Alex de Rijke of RIBA Stirling Prize-winning practice dRMM talks to the AJ’s Richard Waite about its Hastings Pier scheme, describing it as ‘less of a building and more of a platform for future architecture’. Photography by Jim Stephenson
What does this Stirling Prize victory mean to you as a practice?
You probably want me to say it is ‘justice’ [as we have been shortlisted twice before]. But actually one doesn’t do projects for awards. You do it for the users.
Having said that, it obviously feels great, because we are being recognised for doing something that is unusual, perhaps, and for the evidence of our lateral thinking – which is an important intellectual pursuit.
And it’s a public project. It is one which was born out of a local regeneration initiative. It is a community-instigated project. So it has a lot of meaning.
It also has meaning for me personally, because it is a demonstration of the [successful] use of timber in the public realm. This coincides with my own particular research and my professional ambition.
Does the win also celebrate a more entrepreneurial approach to architecture?
The project has significance for the profession, and perhaps those entering the profession, by showing that the changing role of the architect is a reality.
We can embrace an aspect of delivery of the built environment beyond the traditional idea that we simply detail and design buildings.
On this project we helped the client every step of the way, including developing the brief with user groups and the local consultation. We helped generate the budget and we helped spend it. In a way we were agents for change.
How do you think this result, for the building of the year, will be received by the public? There isn’t architecture with a big ‘A’ here.
All architects are in the business of defining space and therefore this project is not so different. It is just that there is more outside space than inside space.
What do you think the 2017 Stirling Prize shortlist said about the state of British architecture? It seemed ‘quieter’ than in previous years.
All the shortlisted schemes were fascinating because they revealed such care, such concern and such dedication to the question of providing of inspiring space for the people that use them. They all have that in common.
We just did it differently. We spent the money in providing a conceptual basis for future architecture as opposed to the here and now.
In this project we were more concerned with the idea of free public space that could support future activity.
Part of your question alludes, perhaps, to a Zeitgeist in which people are tired of iconic buildings. Maybe that’s also why the scheme was recognised: because sometimes you don’t need a building. Sometimes you just need architecture that is made possible by other means.
Will the Stirling Prize win help with future phases of the project, including the proposed moving canopy?
Local pride in the project is entirely justified. There are a great deal of shareholders committed to this project through the charity’s crowdfunding programme in addition to the lottery funding.
You don’t finish a project like a pier
Many people still give, on a voluntary basis, to the project which means it has to have a future. You don’t finish a project like a pier. It is subject to the vicissitudes to the weather, the seasons and the economy. It never ends. This is simply phase one.
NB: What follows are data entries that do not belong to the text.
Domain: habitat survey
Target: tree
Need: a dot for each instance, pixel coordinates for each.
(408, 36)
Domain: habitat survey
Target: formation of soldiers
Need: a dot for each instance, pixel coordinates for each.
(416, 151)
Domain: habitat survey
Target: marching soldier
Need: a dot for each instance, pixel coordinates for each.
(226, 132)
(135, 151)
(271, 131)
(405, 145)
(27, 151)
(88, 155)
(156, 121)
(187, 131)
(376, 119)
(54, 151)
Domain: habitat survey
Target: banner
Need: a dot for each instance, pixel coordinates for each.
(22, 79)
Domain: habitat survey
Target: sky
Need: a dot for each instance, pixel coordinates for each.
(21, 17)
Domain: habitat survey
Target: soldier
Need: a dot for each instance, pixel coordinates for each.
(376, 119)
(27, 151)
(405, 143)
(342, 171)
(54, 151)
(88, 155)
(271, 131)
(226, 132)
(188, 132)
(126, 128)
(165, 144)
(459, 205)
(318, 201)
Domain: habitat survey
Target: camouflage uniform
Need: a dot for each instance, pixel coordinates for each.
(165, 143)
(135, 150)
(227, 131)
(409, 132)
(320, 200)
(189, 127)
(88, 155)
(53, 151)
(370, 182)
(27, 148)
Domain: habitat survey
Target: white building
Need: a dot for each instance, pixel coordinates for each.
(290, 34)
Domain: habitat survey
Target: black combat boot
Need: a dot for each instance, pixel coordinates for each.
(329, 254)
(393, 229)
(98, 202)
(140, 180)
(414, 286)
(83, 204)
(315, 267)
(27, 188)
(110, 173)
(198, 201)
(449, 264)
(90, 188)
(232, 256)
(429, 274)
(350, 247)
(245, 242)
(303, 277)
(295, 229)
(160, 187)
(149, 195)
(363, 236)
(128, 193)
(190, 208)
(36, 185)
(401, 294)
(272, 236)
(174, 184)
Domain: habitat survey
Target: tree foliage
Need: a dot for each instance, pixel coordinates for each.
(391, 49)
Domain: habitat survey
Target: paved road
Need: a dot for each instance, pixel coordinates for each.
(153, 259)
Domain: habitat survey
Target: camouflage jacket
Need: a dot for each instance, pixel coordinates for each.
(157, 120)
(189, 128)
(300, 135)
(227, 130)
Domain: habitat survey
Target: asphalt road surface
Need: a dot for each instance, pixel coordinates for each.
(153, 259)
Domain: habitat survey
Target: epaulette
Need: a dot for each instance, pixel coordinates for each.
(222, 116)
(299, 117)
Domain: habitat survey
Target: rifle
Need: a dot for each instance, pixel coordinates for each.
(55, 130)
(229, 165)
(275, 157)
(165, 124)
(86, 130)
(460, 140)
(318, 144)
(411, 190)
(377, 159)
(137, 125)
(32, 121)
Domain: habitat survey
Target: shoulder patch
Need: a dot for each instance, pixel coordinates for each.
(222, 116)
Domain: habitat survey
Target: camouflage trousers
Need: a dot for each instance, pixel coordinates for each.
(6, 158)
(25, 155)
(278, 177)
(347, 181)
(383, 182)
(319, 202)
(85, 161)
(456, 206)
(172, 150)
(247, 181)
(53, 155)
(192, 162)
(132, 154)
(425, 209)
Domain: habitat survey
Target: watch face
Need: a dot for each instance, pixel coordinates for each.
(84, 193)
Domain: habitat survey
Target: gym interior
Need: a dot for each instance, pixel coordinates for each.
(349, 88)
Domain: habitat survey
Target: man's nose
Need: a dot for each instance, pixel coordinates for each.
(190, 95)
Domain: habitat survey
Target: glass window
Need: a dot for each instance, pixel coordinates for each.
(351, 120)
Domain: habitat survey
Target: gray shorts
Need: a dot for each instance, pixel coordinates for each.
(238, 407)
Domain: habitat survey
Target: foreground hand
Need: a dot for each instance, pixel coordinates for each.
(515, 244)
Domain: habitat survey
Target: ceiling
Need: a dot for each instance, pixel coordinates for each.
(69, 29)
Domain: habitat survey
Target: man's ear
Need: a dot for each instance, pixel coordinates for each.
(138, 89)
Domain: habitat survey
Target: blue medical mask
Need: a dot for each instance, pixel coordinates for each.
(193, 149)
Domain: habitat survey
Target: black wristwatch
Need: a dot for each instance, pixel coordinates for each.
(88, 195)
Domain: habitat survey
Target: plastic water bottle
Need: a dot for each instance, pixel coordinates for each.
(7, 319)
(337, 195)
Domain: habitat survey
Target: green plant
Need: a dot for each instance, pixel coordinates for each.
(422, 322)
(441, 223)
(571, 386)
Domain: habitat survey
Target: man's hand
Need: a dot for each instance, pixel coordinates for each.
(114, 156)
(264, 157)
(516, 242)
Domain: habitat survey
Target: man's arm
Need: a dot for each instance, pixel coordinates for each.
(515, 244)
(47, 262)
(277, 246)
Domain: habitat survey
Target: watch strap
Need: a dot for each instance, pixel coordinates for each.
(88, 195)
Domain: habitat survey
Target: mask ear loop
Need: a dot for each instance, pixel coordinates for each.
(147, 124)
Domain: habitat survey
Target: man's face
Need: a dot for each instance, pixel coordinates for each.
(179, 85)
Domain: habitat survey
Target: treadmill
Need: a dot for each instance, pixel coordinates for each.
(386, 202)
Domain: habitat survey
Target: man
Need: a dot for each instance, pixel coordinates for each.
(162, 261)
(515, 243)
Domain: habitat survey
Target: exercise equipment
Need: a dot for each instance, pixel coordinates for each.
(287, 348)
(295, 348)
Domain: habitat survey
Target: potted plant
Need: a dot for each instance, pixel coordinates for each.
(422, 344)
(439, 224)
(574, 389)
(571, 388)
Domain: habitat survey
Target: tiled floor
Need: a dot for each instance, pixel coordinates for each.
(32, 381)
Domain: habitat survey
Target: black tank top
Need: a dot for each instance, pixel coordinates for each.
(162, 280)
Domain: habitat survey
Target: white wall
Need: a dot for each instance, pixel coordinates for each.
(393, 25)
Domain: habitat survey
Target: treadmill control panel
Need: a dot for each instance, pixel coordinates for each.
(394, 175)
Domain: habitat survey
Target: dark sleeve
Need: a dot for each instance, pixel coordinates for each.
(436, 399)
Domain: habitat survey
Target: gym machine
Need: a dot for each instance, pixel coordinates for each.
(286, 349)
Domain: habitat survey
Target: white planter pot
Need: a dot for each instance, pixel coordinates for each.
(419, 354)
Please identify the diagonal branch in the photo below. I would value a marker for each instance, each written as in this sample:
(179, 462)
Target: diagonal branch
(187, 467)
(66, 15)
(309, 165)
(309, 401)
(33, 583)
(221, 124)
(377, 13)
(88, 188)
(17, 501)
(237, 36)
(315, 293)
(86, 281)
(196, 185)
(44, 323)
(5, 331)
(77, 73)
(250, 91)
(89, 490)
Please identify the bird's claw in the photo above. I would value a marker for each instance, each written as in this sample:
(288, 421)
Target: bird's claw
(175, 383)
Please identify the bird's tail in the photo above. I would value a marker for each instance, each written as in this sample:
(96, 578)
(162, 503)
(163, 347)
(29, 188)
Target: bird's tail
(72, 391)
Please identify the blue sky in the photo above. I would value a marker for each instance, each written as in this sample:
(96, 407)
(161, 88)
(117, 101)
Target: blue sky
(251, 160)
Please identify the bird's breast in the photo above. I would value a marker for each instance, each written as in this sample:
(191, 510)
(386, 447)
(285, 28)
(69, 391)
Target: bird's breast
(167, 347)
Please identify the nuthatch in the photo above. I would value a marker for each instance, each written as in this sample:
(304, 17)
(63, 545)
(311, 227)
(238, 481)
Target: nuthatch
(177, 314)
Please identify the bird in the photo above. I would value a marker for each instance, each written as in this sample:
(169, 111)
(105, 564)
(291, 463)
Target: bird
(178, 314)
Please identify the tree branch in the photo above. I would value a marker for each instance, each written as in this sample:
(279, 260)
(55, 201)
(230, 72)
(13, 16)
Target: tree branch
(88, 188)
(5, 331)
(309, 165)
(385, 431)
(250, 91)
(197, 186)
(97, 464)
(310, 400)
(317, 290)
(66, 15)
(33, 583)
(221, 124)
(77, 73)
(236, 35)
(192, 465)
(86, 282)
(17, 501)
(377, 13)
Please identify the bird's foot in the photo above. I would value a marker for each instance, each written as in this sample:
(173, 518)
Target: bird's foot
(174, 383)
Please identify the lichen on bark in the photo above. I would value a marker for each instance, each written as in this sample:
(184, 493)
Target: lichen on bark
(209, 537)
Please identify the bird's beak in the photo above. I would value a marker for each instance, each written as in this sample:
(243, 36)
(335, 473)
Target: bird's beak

The pier was the bookmakers’ favourite and won the public poll. Did you have a gut feeling this was your year to win the Stirling Prize?
We have always done architecture that somehow bridges the profession’s ambitions and the pleasure of people, and I’m proud of that. The fact that its popular with people means a lot.
You could say all voting and judging processes have their foibles. But isn’t it great when they correlate?
Would you have changed anything about the project?
If I could, I would have changed the weather. We could have done without a storm [which took away part of our budget]. We might be seeing the new canopy now if we hadn’t had that winter storm.
In terms of what dRMM could have done, no. We tried our best. We tried to be flexible. We moved as the goalposts moved. So no, no regrets.
What did you make of the other Stirling finalists?
I did resolve to go and look at [Baynes and Mitchell’s] Chatham Dockyard scheme because I love big sheds and they’ve made a very sensitive intervention there. But I’ll probably go and look at them all. The quality is quite clear.
We’re at a moment where the profession is having to reinvent itself
How would you sum up the state of the profession?
We’re at a moment where the profession is having to reinvent itself. Those who embrace change will win. One can’t resist its inevitablitliy – one has to help influence change.
So I’m positive about the role of the architect and, when I see students’ work, I know I’m right to be positive.
And will this win help that reinvention?
I hope it does signify that, when faced with the seemingly impossible, the impossible can happen. It has been that kind of project.